Why am I still alive?
2 years ago I was a tab taking terrapin hippie guy who would turn alcohol down in every social situation and stick to a joint. Stopped taking the acid and couldn't smoke without panicking so I tried alcohol at a party I threw and drank a whole 350ml bottle of vodka to wash down the everclear. I didn't feel blacked out just a lot more social than usual so after that I just kept drinking whenever I could.
Jumping forward I moved in with my girlfriend and partied the first 2 months, I would drink nearly half of a 1.75L bottle everyday, got alcohol poisoning twice (Didn't go to the hospital either times), I would do extremely dangerous stunts until she cut me off and turned me sober. We broke up months later and I lost my mind, I would drink 4 of those big bottles of 14% margarita mix with pills and I would always wake up in the hospital with a average BAL of 0.35. This continued with my next ex gf, the pills turned into benzos and everyone always talks about how dangerous mixing them with alcohol is but I did it anyways. I would be on a average of 8-12 xans and between 2 other people a whole gallon would be finished by 11 pm.
I would do exactly that for weeks and mix countless substances on top of allat the worse being 9 tramadol, 11 xans, a 750ml to myself, and a gram of coke. As I spiraled I lost my xanax script but I kept drinking, it just wouldn't hit as hard as it did, so I felt the need to drink more. On a bender with my homie we drank 8 of those huge 14% bottles I was talking about so many times. It got worse and worse with pills and way too much alcohol for so long my manic episodes got the best of me and I was hospitalized.

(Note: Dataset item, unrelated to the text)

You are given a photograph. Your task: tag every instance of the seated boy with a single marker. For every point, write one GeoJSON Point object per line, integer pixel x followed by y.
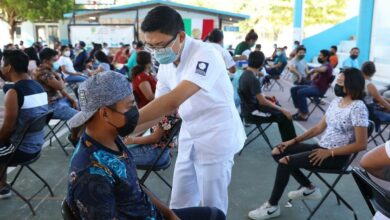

In no way am I glorifying my behavior I'm still recovering and I hope everyone in the same boat get the help they need. I was playing with my life for a year and a half, I don't think I deserved the billions of chances I was given when others lose their lives to mistakes; I'm ashamed.
But like I said does anyone know how this is possible, maybe that's not the right question. Why am I still alive?